Simple Gaussian model: three variants with dramatically different sampling times

So, start with a simple standard IID Gaussian model:

// standard.stan
data{
  int n;
  vector[n] y ;
}
parameters{
  real mu ;
  real<lower=0> sigma ;
}
model{
  mu ~ std_normal() ;
  sigma ~ weibull(2,1) ;
  y ~ normal(mu,sigma) ;
}

Fits fast even for big n:

mod = cmdstanr::cmdstan_model('standard.stan')
mod$sample(
	data = tibble::lst(
		n = 1e4
		, y = rnorm(n)
	)
	, parallel_chains = parallel::detect_cores()/2
	, refresh = 0 #too fast for bothering to update
	, iter_warmup = 1e4 #just to slow things down
	, iter_sampling = 1e4 #ditto
)
#about 6s

Still, one can get substantial speedup by replacing the likelihood with sufficient statistics:

// sufficient.stan
data{
  int<lower=1> n ;
  vector[n] y ;
}
transformed data{
  real obs_mean = mean(y) ;
  real obs_var = variance(y) ;
  real sqrt_n = sqrt(n) ;
  real var_gamma_par = (n - 1) / 2 ;
}
parameters{
  real mu ;
  real<lower=0> sigma ;
}
model{
  mu ~ std_normal() ;
  sigma ~ weibull(2,1) ;
  obs_mean ~ normal( mu , sigma/sqrt_n ) ;
  obs_var  ~ gamma( var_gamma_par , var_gamma_par ./ pow(sigma,2) ) ;
}

Which for n=1e4 samples in about 0.3s! (more speed comparison here).

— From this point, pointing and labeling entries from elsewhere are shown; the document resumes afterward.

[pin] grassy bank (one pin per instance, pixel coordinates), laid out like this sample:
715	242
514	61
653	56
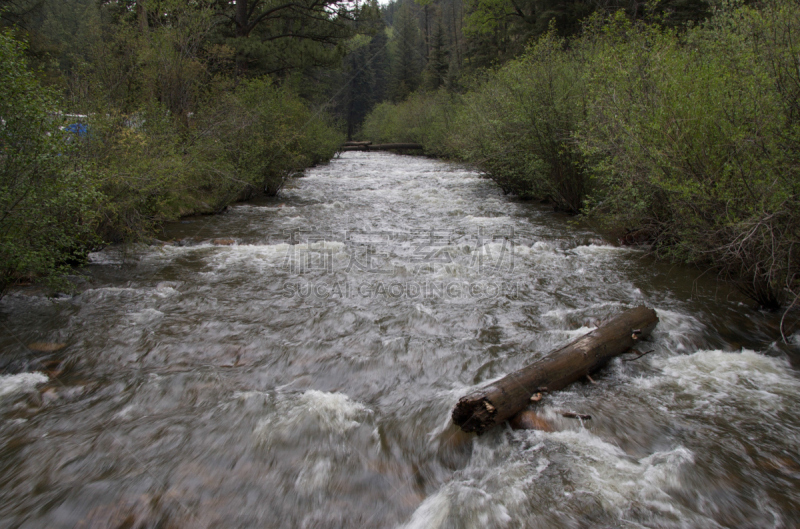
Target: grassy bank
687	139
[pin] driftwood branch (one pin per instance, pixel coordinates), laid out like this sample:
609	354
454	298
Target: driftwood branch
504	398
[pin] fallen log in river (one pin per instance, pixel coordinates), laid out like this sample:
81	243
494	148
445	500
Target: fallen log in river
382	147
503	399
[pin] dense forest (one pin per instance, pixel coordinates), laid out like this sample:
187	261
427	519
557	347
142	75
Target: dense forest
675	123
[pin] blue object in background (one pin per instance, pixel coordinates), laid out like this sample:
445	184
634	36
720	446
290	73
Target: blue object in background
77	128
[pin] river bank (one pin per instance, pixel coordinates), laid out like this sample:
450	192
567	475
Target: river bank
197	391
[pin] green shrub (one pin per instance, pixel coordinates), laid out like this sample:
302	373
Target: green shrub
518	125
425	118
48	203
694	137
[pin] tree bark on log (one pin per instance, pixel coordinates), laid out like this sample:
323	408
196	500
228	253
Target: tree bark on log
382	147
504	398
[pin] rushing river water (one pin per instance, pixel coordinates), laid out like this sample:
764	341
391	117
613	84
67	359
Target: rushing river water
294	361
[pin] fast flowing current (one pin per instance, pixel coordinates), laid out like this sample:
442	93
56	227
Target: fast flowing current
293	362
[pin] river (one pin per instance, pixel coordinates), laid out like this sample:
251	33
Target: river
292	363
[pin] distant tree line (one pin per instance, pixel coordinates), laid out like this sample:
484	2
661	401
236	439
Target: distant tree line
674	124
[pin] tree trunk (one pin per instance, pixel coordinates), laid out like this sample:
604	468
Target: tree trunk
381	147
504	398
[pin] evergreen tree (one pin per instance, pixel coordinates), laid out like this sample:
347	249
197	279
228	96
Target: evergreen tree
406	57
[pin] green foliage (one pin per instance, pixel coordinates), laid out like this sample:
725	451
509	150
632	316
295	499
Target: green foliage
695	138
48	204
518	126
689	138
425	118
170	132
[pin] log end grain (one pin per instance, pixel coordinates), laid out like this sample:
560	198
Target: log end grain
474	414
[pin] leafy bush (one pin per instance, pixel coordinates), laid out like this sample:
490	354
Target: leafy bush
518	125
694	137
688	137
425	117
48	204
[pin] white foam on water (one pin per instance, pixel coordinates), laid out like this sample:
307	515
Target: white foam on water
333	413
503	483
488	220
599	250
314	475
619	482
718	382
105	257
145	316
21	382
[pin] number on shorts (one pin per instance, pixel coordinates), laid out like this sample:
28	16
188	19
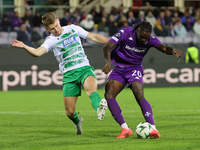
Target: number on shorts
137	73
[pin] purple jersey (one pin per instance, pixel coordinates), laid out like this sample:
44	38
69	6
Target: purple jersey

Now that trick is of rather limited application, depending on IID, but we can induce IID for any model with a y~normal(...) likelihood by centering and scaling the observations with respect to the model’s mean and standard deviation parameters. This of course means that instead of a data variable to the left of the ~'s, we’ll have variables that reflect non-linear transforms of parameters, thereby requiring jacobian adjustment. Happily the amazing @spinkney provided these for me, yielding the model:

// transformed_sufficient.stan
data{
  int n;
  vector[n] y ;
}
transformed data{
  real sqrt_n = sqrt(n) ;
  real var_gamma_par = (n-1)/2 ;
}
parameters{
  real mu ;
  real<lower=0> sigma ;
}
model{
  mu ~ std_normal() ;
  sigma ~ weibull(2,1) ;

  // d: deviations of y from mu
  vector[n] d = y-mu ;
  real sigma_sq = pow(sigma,2) ;

  // mz_se: mean z divided by standard error
  //    should be distributed ~normal(0,1)
  real mz_se = sum(d)/(sqrt_n*sigma_sq) ;
  mz_se ~ std_normal() ;

  // v: variance of d divided by expected variance
  //    should be distributed ~gamma( (n-1)/2 , (n-1)/2 )
  real zv = variance(d)/sigma_sq ;
  zv ~ gamma(var_gamma_par,var_gamma_par) ;

  //jacobians:
  target += log(zv) -3*log(sigma);

}

However, compared to both the earlier models, this one is much slower. What gives?

Because you declare d??

Is the double query intended to convey that this should be an obvious source of the time difference? If so, you’ll need to dumb it down for me, sorry. I really didn’t expect that to make it go from 20x faster (6s → 0.3s) to around 3x slower (6s → 15s).

Any Stan program is limited in performance by its AD tree size (the thing to get the gradient). In the last example you do declare “d” which has the size of the data (n entries). You should try to avoid declaring “d” and instead only store reductions of it in variables within the model block. So try to save sum(y-mu) and sum((y-mu)^2) and then use these to get the final quantities you need. This avoids storing a full vector of size “n”. You should also consider the use of the profiling facility when doing these things.

And my “?” is for noting that I am not sure if the above will really help you. It relies on long-year Stan experience, but for performance stuff it can be surprising what one will find. The rule “avoid” declared parameters is usually a good one to get more speed (this is why the size of AD tape is being reported in the profiling outputs).

Makes more sense?

1 Like

@mike-lawrence can you post a simple example where y will be a parameter? Let’s make sure those jacobians are correct.

Ah, that’s something new for me! Thanks!

Hm, no luck. Tried this plus a bunch of other ideas but everything I tried slowed things down even more.

I guess I should have had a stronger prior going into this that it was unlikely that I’d happened upon an optimization left undiscovered for such a ubiquitous model structure!

A shame though; that speed up for the large-N IID case is spectacular.

This was intended for the other thread on jacaobians, right?